‘Complex and quite ambiguous loss’: what Covid has done to our mental health

Chris Cheers, a psychologist, has started to see the emotional reactions to the Covid pandemic in terms of a type of grief after 18 months.
It is a collective loss, felt by all people at once. However, it can also be deeply personal. Our losses are different just like our experiences.

Many have lost their loved ones through Covid or in other ways, and were unable to attend funerals. Some people have suffered a loss in their health due to long Covid or a long-term income loss or loss of work. Both the virus and restrictions had a disproportionate impact on marginalized communities, with more severe consequences.

Cheers says it is a complicated and ambiguous loss that can be difficult to deal with.

It can be difficult to accept losses that are so complex and ambiguous. You are stuck in the grief and in the distress.

There are no longer any support networks to help us through our grief. We are prohibited from gathering together and seeking comfort from one another in lockdown states. Even if we can reach out to one another, those who are capable of offering support are often grieving their own losses.
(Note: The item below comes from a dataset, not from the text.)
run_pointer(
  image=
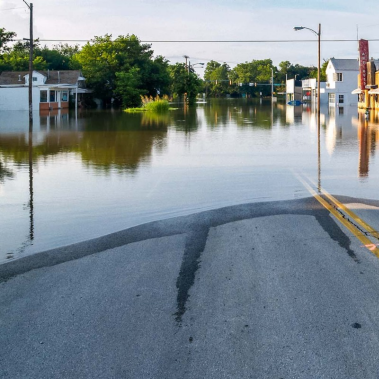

Cheers: I believe that people's ability to support one another is starting to decline.

Scott Morrison, Australia's prime minister, warned that the pandemic could last for six months when Australia was placed in lockdown in March 2020. He was wrong. The pandemic continues, and the mental as well as physical effects of living in it are still accumulating.

This is because lockdowns have a negative impact on brain health and mental health. All the losses that lockdowns cause are cumulative and have a cumulative effect on stress. This cumulative stress can make people lose sight of the possibility.

Our clients need us, and our waitlists are lengthy. It's not an easy place to be Chris Cheers.

Last year's Melbourne 112-day lockdown was marked by a sense that there was something more to it than the restrictions. We were locking down to protect elderly people and to save our community. We were closing the doors one more time.

The Medicare Benefits Schedule data shows that there was a spike in demand for services in Melbourne's second wave lockdown, which was not replicated in other states.

Cheers says that this year's Delta variant raced against the vaccine rollout, winning, and that sense of purpose was broken to be replaced with frustration and anger.

If that does not change, it can then move to hopelessness or apathy. He says that Im seeing this more in many of my clients right now.

His waitlist is now longer than ever. Clients were pleased to hear that the Medicare-subsidised psychologist appointments will be doubled from five to ten. However, the number and quality of psychologists have not increased.

Private psychologists are not eligible for Medicare rebates. They must be able pay the difference. It is not more affordable to double the sessions.

Rapid reskilling was also necessary for the transition to telehealth. Cheers has been providing one-on-one therapy via Zoom in his spare bedroom in Melbourne for 18 months. This replaces years of experience in reading body language and a new skill in making eye contact using a webcam.

He says that if you make eye contact on video with someone, it won't feel like eyecontact because you are looking at them on the screen and not the camera. To make eye contact, I must make eye contact with the camera. At the moment, I feel like I'm doing therapy with a green beam.

Psychologists are also affected by the pandemic and face the same restrictions and lockdowns as their clients. They have a path to understanding and empathy. But it has also made them very dry.

He says that psychologists are exhausted right now, but they all need us. Our clients are in desperate need, and our waitlists are lengthy. It can be very difficult to realize that clients are in dire need of your support, and to also know that you have the capacity to offer it.